27.02.2012

Stirbt die Biene, stirbt der Mensch?

Analyse von Eberhard Höfer

Einzelne Imker profilieren sich – etwa in der Gentechnikdebatte – als Fortschrittsfeinde. Das gilt aber nicht für alle Bienenhalter. Die Bedeutung der Imkerei. Dabei wird gleichzeitig mit dem ein oder anderen Mythos aufgeräumt: Auch ohne Bienen würde das Leben weitergehen

Die Bienenhaltung ist in den letzten Jahren immer wieder in die Schlagzeilen geraten, unter anderem durch die Klage eines Hobbyimkers, die bis vor den Europäischen Gerichtshof (EuGH) getragen wurde. Er hatte in seinem Honig Pollen gentechnisch veränderter Pflanzen nachweisen können, nachdem er seine Stöcke in unmittelbarer Nähe von Feldversuchen mit diesen Pflanzen aufgestellt hatte. Nach Meinung des Klägers war der Honig unverkäuflich. Der EuGH gab der Klage statt; die Richter bewerteten den Pollen als genehmigungspflichtige Zutat. Angesichts der unter Verbrauchern weit verbreiteten Vorbehalte gegen die Grüne Gentechnik erregte das Verfahren große Aufmerksamkeit.

Gentechnikgegner aus Naturschutzorganisationen und selbst Imkerverbänden hatten den Kläger unterstützt. Letztere könnten ihren Mitgliedern einen Bärendienst erwiesen haben. Das zeigt ein Blick auf die Bienenhaltung in Deutschland, ihre wirtschaftliche Bedeutung und mögliche Folgen aus diesem Urteil.

Imker und Bienen haben ihren festen Platz in unserer Kultur und in der Landwirtschaft.

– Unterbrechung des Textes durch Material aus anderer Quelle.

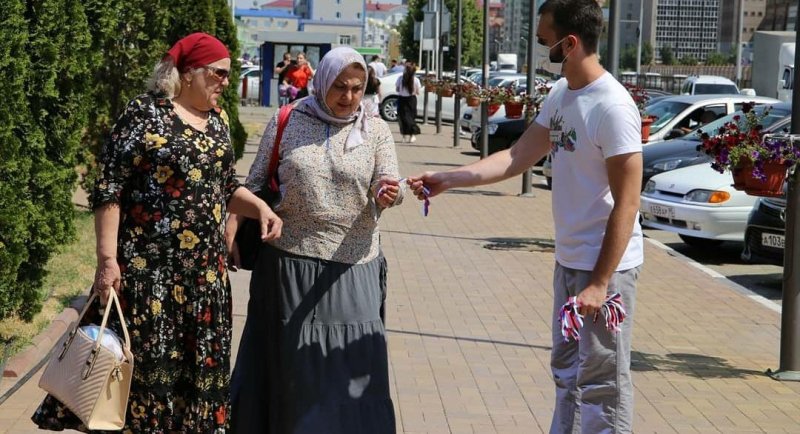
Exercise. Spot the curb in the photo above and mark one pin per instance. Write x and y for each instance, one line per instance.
(23, 365)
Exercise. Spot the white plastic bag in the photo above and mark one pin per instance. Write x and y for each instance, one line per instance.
(110, 339)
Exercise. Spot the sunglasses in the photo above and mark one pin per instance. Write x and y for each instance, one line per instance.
(219, 73)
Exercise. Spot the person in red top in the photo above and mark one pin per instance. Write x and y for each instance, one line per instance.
(299, 75)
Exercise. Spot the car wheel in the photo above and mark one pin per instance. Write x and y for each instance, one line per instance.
(388, 109)
(700, 243)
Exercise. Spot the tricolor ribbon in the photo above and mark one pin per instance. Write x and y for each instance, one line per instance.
(426, 203)
(613, 311)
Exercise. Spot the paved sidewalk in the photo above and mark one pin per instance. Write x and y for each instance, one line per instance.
(469, 322)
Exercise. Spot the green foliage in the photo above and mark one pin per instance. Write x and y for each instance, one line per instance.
(667, 55)
(717, 59)
(471, 34)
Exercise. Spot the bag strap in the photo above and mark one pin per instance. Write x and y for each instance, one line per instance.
(272, 172)
(113, 301)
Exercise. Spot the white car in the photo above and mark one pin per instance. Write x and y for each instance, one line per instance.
(698, 203)
(388, 105)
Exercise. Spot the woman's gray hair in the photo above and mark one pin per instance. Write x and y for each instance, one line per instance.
(165, 79)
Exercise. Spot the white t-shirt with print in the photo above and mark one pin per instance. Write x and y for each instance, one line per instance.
(588, 126)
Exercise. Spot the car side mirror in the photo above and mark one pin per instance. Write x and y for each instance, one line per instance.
(675, 132)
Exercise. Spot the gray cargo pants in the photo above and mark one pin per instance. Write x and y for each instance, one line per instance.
(594, 390)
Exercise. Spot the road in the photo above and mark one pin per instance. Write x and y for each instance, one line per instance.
(765, 280)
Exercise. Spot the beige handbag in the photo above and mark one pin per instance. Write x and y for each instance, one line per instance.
(87, 377)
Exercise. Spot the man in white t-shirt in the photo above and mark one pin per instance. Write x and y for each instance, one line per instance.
(592, 128)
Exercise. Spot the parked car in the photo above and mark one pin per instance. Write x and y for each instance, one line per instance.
(765, 235)
(708, 84)
(679, 114)
(388, 105)
(698, 203)
(682, 151)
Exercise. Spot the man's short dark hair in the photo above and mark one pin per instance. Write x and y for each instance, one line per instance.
(582, 18)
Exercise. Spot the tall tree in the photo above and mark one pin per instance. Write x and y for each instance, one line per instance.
(471, 34)
(58, 49)
(16, 207)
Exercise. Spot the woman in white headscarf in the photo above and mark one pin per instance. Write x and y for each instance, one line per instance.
(313, 354)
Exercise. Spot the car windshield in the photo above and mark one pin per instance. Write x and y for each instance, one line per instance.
(700, 89)
(775, 114)
(664, 112)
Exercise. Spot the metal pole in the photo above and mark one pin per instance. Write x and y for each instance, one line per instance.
(526, 175)
(457, 100)
(639, 39)
(739, 44)
(439, 62)
(485, 82)
(789, 369)
(613, 37)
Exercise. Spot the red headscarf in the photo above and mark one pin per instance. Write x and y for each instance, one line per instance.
(197, 50)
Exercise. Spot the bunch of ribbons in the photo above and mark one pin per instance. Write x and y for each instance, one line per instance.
(426, 203)
(613, 311)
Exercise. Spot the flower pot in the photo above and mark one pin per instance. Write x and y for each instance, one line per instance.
(741, 174)
(514, 109)
(473, 101)
(772, 185)
(646, 123)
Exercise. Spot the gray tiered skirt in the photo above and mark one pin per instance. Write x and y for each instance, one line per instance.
(313, 356)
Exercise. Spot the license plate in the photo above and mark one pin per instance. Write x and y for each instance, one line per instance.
(663, 211)
(773, 240)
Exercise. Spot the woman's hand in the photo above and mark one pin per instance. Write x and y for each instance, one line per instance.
(106, 277)
(433, 181)
(387, 191)
(271, 224)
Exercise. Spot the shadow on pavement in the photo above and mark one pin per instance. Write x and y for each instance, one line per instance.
(463, 338)
(692, 365)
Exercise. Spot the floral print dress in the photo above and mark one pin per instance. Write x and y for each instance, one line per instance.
(172, 183)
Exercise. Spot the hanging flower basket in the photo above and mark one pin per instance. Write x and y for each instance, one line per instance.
(770, 184)
(647, 122)
(514, 109)
(473, 101)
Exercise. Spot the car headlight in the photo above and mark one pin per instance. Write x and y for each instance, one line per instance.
(707, 196)
(665, 166)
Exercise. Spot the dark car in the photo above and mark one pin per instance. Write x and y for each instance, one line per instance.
(765, 236)
(682, 151)
(503, 133)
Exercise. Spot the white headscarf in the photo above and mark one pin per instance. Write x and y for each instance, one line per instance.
(331, 65)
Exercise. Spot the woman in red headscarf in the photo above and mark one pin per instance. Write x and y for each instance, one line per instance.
(166, 182)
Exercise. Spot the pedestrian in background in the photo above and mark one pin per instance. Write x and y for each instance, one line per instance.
(408, 87)
(592, 128)
(313, 356)
(166, 182)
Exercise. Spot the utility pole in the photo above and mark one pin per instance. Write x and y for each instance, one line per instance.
(531, 91)
(485, 83)
(613, 37)
(789, 369)
(457, 101)
(439, 62)
(739, 45)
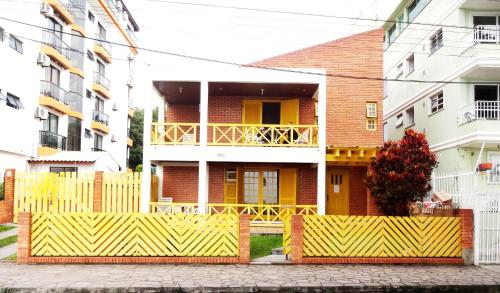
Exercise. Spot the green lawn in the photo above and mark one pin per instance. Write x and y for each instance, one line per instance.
(5, 228)
(261, 245)
(8, 241)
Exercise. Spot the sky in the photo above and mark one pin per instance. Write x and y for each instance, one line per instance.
(243, 36)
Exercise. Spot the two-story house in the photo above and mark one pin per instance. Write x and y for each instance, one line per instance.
(293, 130)
(456, 55)
(63, 86)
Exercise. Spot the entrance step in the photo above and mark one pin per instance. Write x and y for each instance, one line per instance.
(277, 251)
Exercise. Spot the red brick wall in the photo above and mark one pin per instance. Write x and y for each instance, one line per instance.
(180, 183)
(357, 191)
(182, 114)
(357, 55)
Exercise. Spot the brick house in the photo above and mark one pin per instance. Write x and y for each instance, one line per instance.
(272, 137)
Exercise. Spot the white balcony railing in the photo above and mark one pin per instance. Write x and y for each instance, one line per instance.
(486, 34)
(480, 110)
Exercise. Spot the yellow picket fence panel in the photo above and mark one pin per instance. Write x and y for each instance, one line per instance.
(53, 192)
(134, 234)
(121, 192)
(370, 236)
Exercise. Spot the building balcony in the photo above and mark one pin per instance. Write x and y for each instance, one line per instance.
(50, 143)
(102, 48)
(53, 96)
(489, 34)
(100, 121)
(63, 7)
(101, 85)
(480, 110)
(56, 49)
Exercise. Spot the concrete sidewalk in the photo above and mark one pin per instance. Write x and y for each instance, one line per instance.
(247, 278)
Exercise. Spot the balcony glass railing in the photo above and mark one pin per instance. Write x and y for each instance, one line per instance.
(236, 134)
(480, 110)
(51, 39)
(52, 140)
(487, 34)
(100, 41)
(99, 78)
(54, 91)
(100, 117)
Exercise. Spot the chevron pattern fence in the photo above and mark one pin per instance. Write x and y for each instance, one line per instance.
(370, 236)
(133, 234)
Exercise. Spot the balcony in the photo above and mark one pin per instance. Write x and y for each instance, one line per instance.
(103, 48)
(489, 34)
(100, 121)
(262, 135)
(50, 143)
(63, 7)
(101, 85)
(53, 96)
(56, 49)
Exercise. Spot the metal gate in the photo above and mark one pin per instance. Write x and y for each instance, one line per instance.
(473, 190)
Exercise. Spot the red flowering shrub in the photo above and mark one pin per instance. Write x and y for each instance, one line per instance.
(401, 173)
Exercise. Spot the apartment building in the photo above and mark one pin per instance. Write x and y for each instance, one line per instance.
(250, 138)
(65, 83)
(460, 113)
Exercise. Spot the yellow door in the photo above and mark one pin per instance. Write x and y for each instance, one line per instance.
(288, 186)
(252, 112)
(290, 112)
(337, 191)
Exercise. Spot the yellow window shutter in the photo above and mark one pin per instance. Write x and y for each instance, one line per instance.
(290, 112)
(288, 186)
(252, 112)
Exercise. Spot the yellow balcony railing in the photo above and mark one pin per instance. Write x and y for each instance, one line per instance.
(263, 135)
(175, 133)
(260, 215)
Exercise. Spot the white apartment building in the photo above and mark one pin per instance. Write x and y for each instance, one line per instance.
(66, 81)
(461, 114)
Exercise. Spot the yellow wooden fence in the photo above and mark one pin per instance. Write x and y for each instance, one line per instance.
(133, 234)
(52, 192)
(370, 236)
(121, 192)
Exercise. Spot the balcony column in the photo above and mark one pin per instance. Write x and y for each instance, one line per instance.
(146, 159)
(203, 165)
(321, 199)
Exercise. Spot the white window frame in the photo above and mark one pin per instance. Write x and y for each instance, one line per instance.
(431, 99)
(489, 155)
(407, 123)
(399, 120)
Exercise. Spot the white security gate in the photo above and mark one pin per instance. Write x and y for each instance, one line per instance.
(472, 190)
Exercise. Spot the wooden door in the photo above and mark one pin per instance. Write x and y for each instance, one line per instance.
(337, 191)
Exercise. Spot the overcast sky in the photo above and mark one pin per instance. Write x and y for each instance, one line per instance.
(243, 36)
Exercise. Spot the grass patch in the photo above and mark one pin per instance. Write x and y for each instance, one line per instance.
(5, 228)
(261, 245)
(8, 241)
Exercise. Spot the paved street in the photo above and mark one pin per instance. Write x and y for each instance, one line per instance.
(245, 278)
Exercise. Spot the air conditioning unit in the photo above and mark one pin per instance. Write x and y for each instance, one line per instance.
(43, 60)
(46, 9)
(41, 113)
(130, 82)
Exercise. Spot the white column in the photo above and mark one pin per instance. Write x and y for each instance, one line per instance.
(203, 166)
(321, 199)
(146, 160)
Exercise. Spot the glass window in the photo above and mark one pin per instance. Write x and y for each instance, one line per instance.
(16, 44)
(14, 102)
(51, 124)
(436, 41)
(494, 158)
(437, 102)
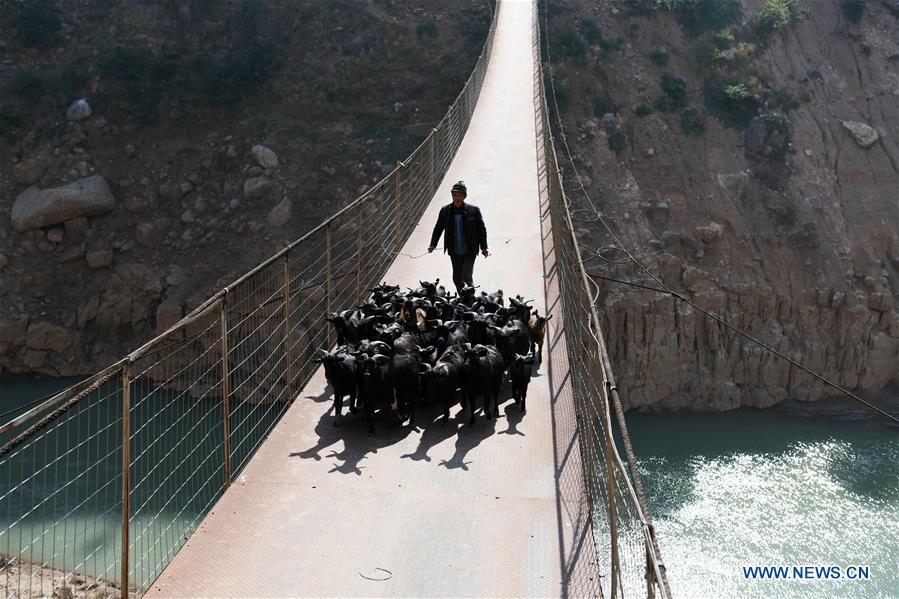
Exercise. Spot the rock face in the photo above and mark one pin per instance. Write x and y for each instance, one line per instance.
(35, 208)
(865, 135)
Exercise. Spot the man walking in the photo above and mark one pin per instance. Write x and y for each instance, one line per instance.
(463, 234)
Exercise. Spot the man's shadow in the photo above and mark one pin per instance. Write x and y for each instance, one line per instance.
(353, 431)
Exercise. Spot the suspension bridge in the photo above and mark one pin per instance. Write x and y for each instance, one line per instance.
(205, 462)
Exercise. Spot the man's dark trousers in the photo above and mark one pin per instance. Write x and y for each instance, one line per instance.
(463, 267)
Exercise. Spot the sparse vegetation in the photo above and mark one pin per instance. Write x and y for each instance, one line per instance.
(778, 14)
(10, 118)
(427, 29)
(617, 141)
(591, 31)
(853, 10)
(674, 93)
(732, 102)
(602, 105)
(642, 109)
(659, 55)
(691, 122)
(698, 16)
(39, 23)
(567, 45)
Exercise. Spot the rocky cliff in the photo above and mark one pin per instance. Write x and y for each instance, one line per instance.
(154, 150)
(748, 152)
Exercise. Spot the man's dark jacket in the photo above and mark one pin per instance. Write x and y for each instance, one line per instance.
(472, 226)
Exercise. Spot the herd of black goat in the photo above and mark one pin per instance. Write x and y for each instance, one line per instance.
(397, 349)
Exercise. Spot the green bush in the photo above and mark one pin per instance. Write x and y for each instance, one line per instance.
(659, 55)
(567, 45)
(697, 17)
(602, 105)
(778, 14)
(427, 29)
(642, 109)
(11, 117)
(730, 101)
(238, 74)
(591, 31)
(853, 10)
(674, 93)
(39, 23)
(691, 122)
(139, 78)
(617, 141)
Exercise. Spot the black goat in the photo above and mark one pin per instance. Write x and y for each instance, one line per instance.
(447, 375)
(484, 375)
(340, 372)
(375, 385)
(520, 373)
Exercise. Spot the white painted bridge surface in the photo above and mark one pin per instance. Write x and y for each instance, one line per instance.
(491, 511)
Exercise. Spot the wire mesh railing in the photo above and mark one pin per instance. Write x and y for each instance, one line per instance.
(102, 484)
(627, 552)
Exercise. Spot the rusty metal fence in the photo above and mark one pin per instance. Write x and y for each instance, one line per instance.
(102, 484)
(627, 552)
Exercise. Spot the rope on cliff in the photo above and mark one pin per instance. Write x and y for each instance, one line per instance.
(663, 287)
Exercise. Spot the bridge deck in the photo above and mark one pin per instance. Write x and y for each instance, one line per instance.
(496, 510)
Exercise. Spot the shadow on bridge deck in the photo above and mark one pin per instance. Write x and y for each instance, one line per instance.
(494, 510)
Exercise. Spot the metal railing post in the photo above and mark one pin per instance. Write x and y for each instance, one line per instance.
(288, 366)
(396, 183)
(126, 475)
(381, 247)
(433, 186)
(328, 282)
(226, 392)
(359, 256)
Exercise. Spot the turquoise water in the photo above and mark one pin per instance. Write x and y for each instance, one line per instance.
(743, 488)
(756, 488)
(61, 491)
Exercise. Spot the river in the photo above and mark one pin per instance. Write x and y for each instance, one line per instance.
(726, 490)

Sie sind eingebunden in die Verflechtungen von Natur, Ökologie und Ernährung. Die Rolle der Bienenhaltung erschöpft sich dabei keineswegs in der Honigerzeugung. Der Wert ihrer Bestäubungsleistung für landwirtschaftliche Kulturen wird bis zu zehnmal so hoch geschätzt. Das führt gelegentlich zu der elitären Vorstellung, die Imker säßen an einer entscheidenden Schaltstelle, an der sie eine Kontrolle über wichtige Bereiche von Wirtschaft und Gesellschaft ausüben können.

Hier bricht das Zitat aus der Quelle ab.